Wer bei einer Kündigung aus betrieblichen Gründen mit einer Abfindung rechnet, wird möglicherweise enttäuscht. Einen gesetzlichen Anspruch gibt es nämlich nicht. Bieten Arbeitgeber von sich aus eine Abfindung an, hat das meistens einen Hintergrund: An die Auszahlung wird die Bedingung geknüpft, keine Kündigungsschutzklage einzureichen. Das macht aus Sicht des Unternehmens Sinn, denn Prozesse beim Arbeitsgericht sind kostspielig und zeitraubend. Manche Firmen haben die Abfindung zudem vertraglich geregelt. Andere folgen dem Gewohnheitsrecht: Ist es seit Jahren im Unternehmen üblich, Mitarbeitern nach der Kündigung eine Abfindung zu zahlen, hast auch du einen Anspruch darauf.

Gut zu wissen: Bevor du dich auf oder über die Abfindung freust, solltest du allerdings einen neuen Arbeitsvertrag in der Tasche haben. Bist du gezwungen, dich auf dem Arbeitsamt zu melden, wird die Abfindung möglicherweise angerechnet und es könnte eine Sperre geben. Diese ist von der Höhe der Entschädigung abhängig. Üblicherweise beträgt diese pro Anstellungsjahr einen halben Monatslohn.
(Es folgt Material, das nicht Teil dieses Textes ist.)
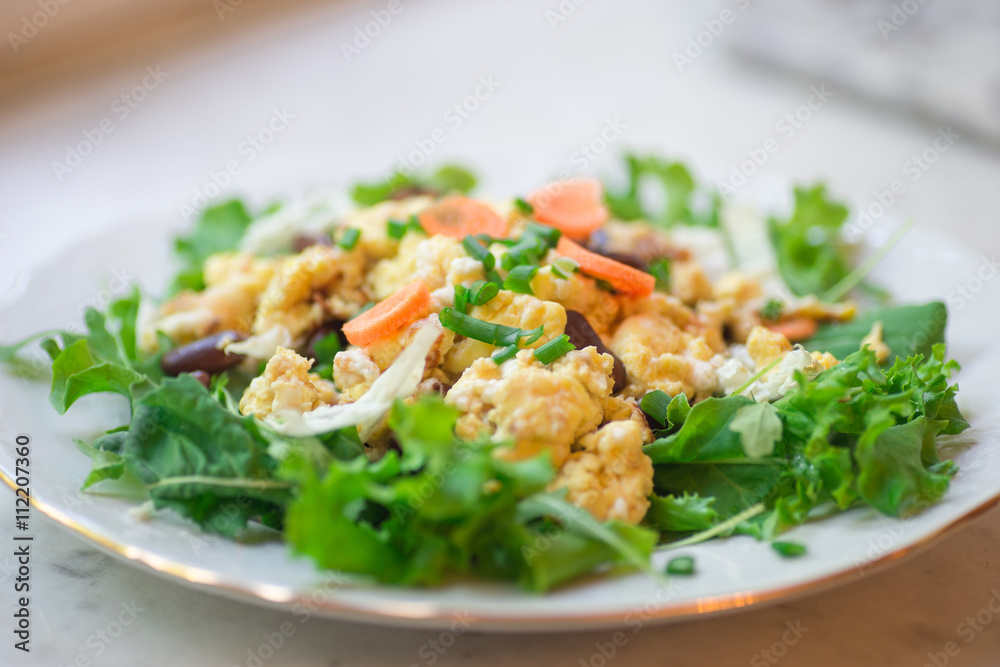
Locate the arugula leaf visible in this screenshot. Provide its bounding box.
[768,184,850,296]
[122,375,289,536]
[729,402,782,459]
[643,395,753,464]
[74,431,126,489]
[803,301,948,363]
[170,200,252,294]
[605,154,722,228]
[644,493,719,533]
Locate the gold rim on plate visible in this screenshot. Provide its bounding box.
[0,470,1000,632]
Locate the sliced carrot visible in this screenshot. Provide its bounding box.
[343,280,431,347]
[417,196,507,239]
[556,236,656,296]
[764,317,819,342]
[528,178,608,239]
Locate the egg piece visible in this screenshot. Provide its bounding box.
[240,347,337,419]
[549,421,653,524]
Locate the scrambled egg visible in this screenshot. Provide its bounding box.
[159,252,277,344]
[608,312,722,400]
[549,421,653,524]
[367,233,483,299]
[445,347,614,467]
[253,245,367,340]
[240,347,337,419]
[531,266,621,338]
[333,315,455,402]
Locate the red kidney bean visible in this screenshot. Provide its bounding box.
[160,331,246,375]
[188,371,212,389]
[566,310,628,394]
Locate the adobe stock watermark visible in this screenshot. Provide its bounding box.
[579,583,677,667]
[750,620,809,667]
[844,125,962,243]
[396,74,503,176]
[7,0,70,53]
[409,611,476,667]
[924,588,1000,667]
[178,107,295,221]
[545,0,587,31]
[716,84,834,197]
[60,600,146,667]
[52,65,170,183]
[340,0,406,63]
[673,0,750,74]
[875,0,927,42]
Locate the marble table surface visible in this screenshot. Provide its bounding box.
[0,0,1000,667]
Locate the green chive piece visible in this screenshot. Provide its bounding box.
[522,327,545,345]
[503,264,538,294]
[760,299,785,322]
[313,331,343,366]
[646,257,670,292]
[462,234,497,271]
[639,389,673,426]
[534,334,576,365]
[524,222,562,248]
[667,556,694,576]
[771,542,806,558]
[490,345,518,366]
[514,197,535,215]
[455,285,469,313]
[552,257,580,280]
[386,220,409,241]
[438,308,543,347]
[469,280,500,306]
[337,227,361,250]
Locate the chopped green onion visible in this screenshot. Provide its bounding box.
[490,345,518,366]
[386,220,409,241]
[337,227,361,250]
[552,257,580,280]
[503,264,538,294]
[534,334,576,364]
[455,285,469,313]
[760,299,785,322]
[469,280,500,306]
[667,556,694,576]
[438,308,543,347]
[462,234,497,271]
[771,542,806,558]
[646,257,670,292]
[313,331,343,365]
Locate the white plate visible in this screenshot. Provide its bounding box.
[0,219,1000,631]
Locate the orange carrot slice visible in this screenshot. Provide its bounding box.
[417,196,507,239]
[764,317,819,342]
[556,236,656,296]
[528,178,608,239]
[344,280,431,347]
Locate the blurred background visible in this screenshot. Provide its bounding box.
[0,0,1000,665]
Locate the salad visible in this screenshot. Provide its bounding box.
[0,155,968,591]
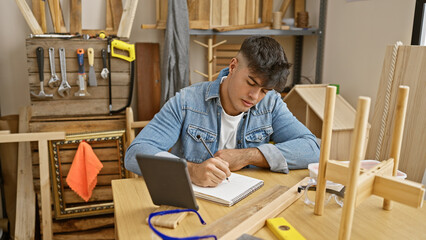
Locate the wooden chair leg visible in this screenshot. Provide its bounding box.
[339,97,370,239]
[383,86,410,210]
[314,86,337,216]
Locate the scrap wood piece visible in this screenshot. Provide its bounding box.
[194,177,309,240]
[117,0,138,38]
[15,0,43,34]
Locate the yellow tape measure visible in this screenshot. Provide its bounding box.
[266,217,305,240]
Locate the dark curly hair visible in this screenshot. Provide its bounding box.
[239,36,291,92]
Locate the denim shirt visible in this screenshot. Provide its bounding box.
[125,68,319,174]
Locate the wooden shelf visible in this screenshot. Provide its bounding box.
[189,28,319,36]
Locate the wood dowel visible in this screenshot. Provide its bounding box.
[383,86,410,210]
[314,86,337,216]
[339,97,370,239]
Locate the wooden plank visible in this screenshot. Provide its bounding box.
[47,0,67,33]
[367,46,426,182]
[36,140,53,240]
[339,97,370,239]
[373,176,425,208]
[229,0,238,25]
[314,86,336,216]
[31,98,127,117]
[262,0,273,23]
[15,107,36,240]
[213,23,270,32]
[210,0,222,26]
[237,0,247,25]
[52,215,114,233]
[294,0,305,26]
[30,119,125,133]
[245,0,257,24]
[51,227,115,240]
[220,0,229,26]
[105,0,114,31]
[108,0,123,32]
[70,0,82,34]
[15,0,43,34]
[195,177,308,239]
[136,43,161,121]
[117,0,138,38]
[0,132,65,143]
[280,0,292,18]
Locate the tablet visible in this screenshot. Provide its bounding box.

In diesem Fall hast du Anrecht auf Arbeitslosengeld. Sollte allerdings die Abfindung höher liegen, ist eine Sperre wahrscheinlich.
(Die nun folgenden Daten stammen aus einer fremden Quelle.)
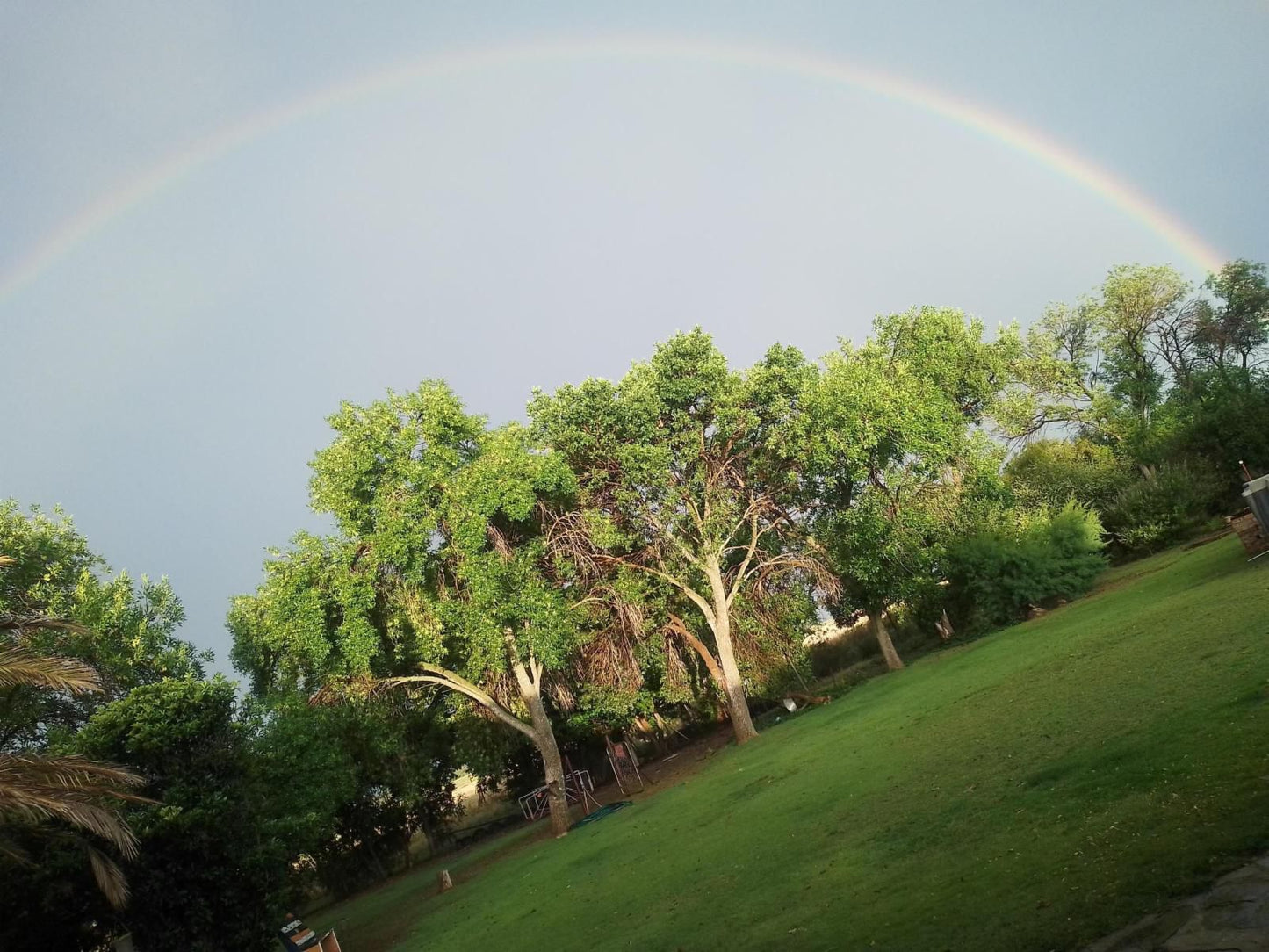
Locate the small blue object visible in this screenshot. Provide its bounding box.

Betriebsbedinge Kündigung wegen des Corona-Virus?

Immer mehr kleine und mittlere Unternehmen kommen aufgrund der Corona-Pandemie in unumkehrbare wirtschaftliche Bedrängnis. Arbeitsgerichte müssen sich vermehrt mit Kündigungen befassen, die als Kündigungsgrund „Corona“ angeben. Das ist rechtlich jedoch nicht haltbar. Eine Kündigung muss immer entweder verhaltensbedingt, personenbedingt oder betriebsbedingt sein. Droht einer Firma die Zahlungsunfähigkeit, weil Lieferanten nicht mehr liefern oder sie auf offenen Rechnungen sitzen bleibt, steckt sie zweifelslos in einer Extremsituation. Laut § 615 S. 3 BGB ist der Arbeitgeber verpflichtet, die Löhne laut Arbeitsverträgen zu zahlen. Ist dies nicht möglich, muss die Rechtslage dahingehend geprüft werden, ob eine betriebsbedingte Kündigung möglich ist. Da sich die Situation rund um die Pandemie jederzeit ändern kann, muss jeder Fall individuell betrachtet werden.
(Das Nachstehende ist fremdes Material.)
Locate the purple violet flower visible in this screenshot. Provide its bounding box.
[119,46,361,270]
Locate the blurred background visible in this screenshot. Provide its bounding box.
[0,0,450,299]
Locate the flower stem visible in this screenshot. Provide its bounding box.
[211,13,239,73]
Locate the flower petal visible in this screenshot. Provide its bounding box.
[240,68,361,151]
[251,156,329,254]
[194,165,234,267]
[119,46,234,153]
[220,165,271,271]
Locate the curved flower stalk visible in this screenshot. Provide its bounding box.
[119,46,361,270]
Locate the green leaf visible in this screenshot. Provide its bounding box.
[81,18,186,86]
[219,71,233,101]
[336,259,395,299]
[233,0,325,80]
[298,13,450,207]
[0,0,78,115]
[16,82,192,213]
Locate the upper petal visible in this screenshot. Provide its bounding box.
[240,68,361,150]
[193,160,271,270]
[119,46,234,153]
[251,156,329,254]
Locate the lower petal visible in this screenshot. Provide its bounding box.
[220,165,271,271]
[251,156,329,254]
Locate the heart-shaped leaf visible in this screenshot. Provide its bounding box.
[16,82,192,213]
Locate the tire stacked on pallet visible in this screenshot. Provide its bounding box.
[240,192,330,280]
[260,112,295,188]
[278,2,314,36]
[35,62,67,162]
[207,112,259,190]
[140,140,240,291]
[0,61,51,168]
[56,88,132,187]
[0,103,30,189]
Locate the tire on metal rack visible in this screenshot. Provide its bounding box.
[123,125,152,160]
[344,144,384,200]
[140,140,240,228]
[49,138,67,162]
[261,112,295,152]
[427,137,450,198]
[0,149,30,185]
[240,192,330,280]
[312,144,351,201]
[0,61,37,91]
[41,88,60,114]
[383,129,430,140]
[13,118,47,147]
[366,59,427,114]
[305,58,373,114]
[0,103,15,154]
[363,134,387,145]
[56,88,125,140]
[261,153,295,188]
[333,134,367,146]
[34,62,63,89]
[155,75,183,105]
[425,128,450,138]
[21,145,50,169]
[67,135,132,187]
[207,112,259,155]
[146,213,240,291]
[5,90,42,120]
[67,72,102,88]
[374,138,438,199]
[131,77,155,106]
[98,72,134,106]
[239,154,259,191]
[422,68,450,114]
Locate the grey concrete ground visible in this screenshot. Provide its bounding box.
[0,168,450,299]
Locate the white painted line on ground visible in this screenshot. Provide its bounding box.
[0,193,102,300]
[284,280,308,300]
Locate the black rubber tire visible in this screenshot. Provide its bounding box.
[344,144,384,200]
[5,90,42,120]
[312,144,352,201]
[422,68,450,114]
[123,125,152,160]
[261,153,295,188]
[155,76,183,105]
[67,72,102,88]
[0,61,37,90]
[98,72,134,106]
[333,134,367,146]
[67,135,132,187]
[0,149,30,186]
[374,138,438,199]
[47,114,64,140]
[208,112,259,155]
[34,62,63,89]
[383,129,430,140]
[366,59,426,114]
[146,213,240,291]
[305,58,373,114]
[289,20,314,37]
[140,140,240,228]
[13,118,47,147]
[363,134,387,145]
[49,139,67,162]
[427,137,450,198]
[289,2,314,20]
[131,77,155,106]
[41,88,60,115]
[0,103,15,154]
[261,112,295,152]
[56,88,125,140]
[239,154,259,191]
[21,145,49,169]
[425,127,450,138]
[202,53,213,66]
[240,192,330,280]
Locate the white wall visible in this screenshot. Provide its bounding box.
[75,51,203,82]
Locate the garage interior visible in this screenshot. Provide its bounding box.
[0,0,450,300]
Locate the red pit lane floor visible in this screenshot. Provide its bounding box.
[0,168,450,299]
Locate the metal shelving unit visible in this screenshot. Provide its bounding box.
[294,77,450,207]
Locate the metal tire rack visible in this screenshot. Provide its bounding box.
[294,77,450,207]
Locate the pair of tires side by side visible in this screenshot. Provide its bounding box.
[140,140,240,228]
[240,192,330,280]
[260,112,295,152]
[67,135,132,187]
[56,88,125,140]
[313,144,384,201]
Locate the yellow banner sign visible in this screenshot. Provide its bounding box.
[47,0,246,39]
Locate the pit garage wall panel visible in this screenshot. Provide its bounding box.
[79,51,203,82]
Verhalten, wenn die betriebsbedingte Kündigung erfolgt ist

Normalerweise gibt es Anzeichen, wenn es einem Unternehmen wirtschaftlich schlecht geht oder eine Schließung geplant ist. Sollte die Kündigung überraschend ins Haus flattern, ist es dringend zu empfehlen, prüfen zu lassen, ob diese rechtswirksam ist. Ein seriöser Betrieb wird mit dem betroffenen Mitarbeiter rechtzeitig ein Gespräch suchen und ihn bei der Stellensuche zumindest mit guten Referenzen und Empfehlungen unterstützen.

Ist die betriebsbedingte Kündigung gerechtfertigt und unvermeidbar, bleibt dir nichts anderes übrig, als diese zu akzeptieren.